I read a great blog post by Seth Godin this week where he challenged the reader to "not be boring." With email, it is easy to get stuck in a rut and send a message that lacks anything that will
interest the majority of your readers. Every once in a while, it is worth stepping back, looking at your messages and asking the question, is this message boring?
To my mind, mass retailers
are among the most public examples of emailers who don't get the concept of not boring the reader. I went into my inbox to look at some examples, and was shocked to see how prevalent a mass
marketing mentality is across the retail channel. Many of the names we love to shop with are treating their messages like Sunday newspaper supplements.
I enjoy shopping at Restoration
Hardware stores, but I really don't want to hear from them almost every day (they sent me 21 messages in the month of May). So, like many of their customers, I just tune them out; I don't even see
their messages any more. They are not alone. Many top-line retailers, whose stores I like shopping in, bombard my inbox with their blast concept of email marketing. During the same time period I
received 16 messages from Talbots (I made a purchase for my wife), nine from Williams-Sonoma, eight from J. Crew, 12 from J. Jill and 11 from Nordstrom. These are just the few that I looked at, not
all messages from retailers that made it into my inbox.
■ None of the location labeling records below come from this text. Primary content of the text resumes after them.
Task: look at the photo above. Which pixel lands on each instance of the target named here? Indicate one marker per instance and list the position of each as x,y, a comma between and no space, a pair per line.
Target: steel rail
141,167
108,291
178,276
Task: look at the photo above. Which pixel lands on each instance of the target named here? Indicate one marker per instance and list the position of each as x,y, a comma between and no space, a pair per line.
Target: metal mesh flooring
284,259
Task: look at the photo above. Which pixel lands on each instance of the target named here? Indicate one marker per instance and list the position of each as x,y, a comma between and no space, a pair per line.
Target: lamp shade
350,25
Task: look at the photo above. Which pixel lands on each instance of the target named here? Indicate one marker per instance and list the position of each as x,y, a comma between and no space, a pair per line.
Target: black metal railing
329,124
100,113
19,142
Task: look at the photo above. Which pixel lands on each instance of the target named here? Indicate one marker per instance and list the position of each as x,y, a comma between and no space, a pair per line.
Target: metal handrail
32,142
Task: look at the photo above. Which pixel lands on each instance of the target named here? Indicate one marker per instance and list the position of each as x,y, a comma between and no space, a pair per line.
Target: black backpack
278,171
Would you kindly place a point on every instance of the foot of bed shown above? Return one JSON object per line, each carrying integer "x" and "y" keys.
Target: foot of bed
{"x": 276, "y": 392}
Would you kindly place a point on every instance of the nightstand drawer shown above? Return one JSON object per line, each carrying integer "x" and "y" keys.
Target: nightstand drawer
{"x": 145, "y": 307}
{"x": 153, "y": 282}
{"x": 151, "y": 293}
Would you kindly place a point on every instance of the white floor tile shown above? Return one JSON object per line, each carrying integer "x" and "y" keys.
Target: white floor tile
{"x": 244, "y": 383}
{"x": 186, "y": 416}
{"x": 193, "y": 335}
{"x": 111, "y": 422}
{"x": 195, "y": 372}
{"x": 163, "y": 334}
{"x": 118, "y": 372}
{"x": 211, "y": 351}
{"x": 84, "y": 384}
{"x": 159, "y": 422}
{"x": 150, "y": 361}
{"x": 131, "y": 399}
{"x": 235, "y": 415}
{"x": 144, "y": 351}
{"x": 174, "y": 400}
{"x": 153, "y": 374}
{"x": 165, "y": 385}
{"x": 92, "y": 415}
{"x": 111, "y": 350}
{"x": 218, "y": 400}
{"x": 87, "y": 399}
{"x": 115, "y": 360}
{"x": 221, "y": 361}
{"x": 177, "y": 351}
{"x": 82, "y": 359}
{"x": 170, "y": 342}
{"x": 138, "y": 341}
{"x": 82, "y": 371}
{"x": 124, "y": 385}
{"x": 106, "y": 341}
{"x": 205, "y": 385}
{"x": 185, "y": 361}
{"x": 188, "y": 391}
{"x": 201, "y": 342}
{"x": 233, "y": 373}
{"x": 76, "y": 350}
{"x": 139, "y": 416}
I've targeted the retail set in this discussion because they seem to be the biggest offenders of this blast concept these days. They
are by no means the only firms that mail their lists too often. I know that the economy is tight, and they want to get consumers into their stores, or buying from them online, but at what
cost?
None of these firms are bad marketers, so I'm guessing they have done some testing to show them that this frequency is good for them, but are they potentially losing more sales that they
might have gained if they were targeting with relevant offers? In my mind the tests are only valuable if you are testing them against something more targeted. If you're mailing the same message with
two different subject lines, it isn't so much a test of effectiveness, but a test of which message is the least "not effective." Additionally, they are "polluting the stream," so to speak, by
over-mailing, which changes consumer's perspective of email, ultimately impacting every company's ability to reach that consumer.
What happens to your messages when you mail too often? You
change consumer behavior. First they screen you out, then they are likely to ignore you. They might set up filters to filter you off into inbox purgatory, or they might set up a separate account for
all commercial messages. In all these situations, retailers lose -- because they can no longer use email to reach this audience.. And consumer lose because they don't receive relevant offers from a
retailer they like doing business with.
As marketers we often have an overinflated sense of our product or company's worth in the eyes of an email recipient. Before you hit the send button
for your next campaign, put yourself in the recipient's shoes and ask yourself how the message will be perceived. If you can't see solid value in it -- something that will excite, entice, generate
buzz, create interest, or grab attention -- go back to the drawing board.
For success, your message has to deliver meaningful or interesting content in a timely manner that is not intrusive.
Fundamentally it needs to answer the age-old question, WIIFM (what's in it for me), to have a chance in today's marketplace. If you can't honestly answer when you examine it, perhaps it is time for a
change. The reality is, you can buy and send all of the email messages you want, but you can't buy attention.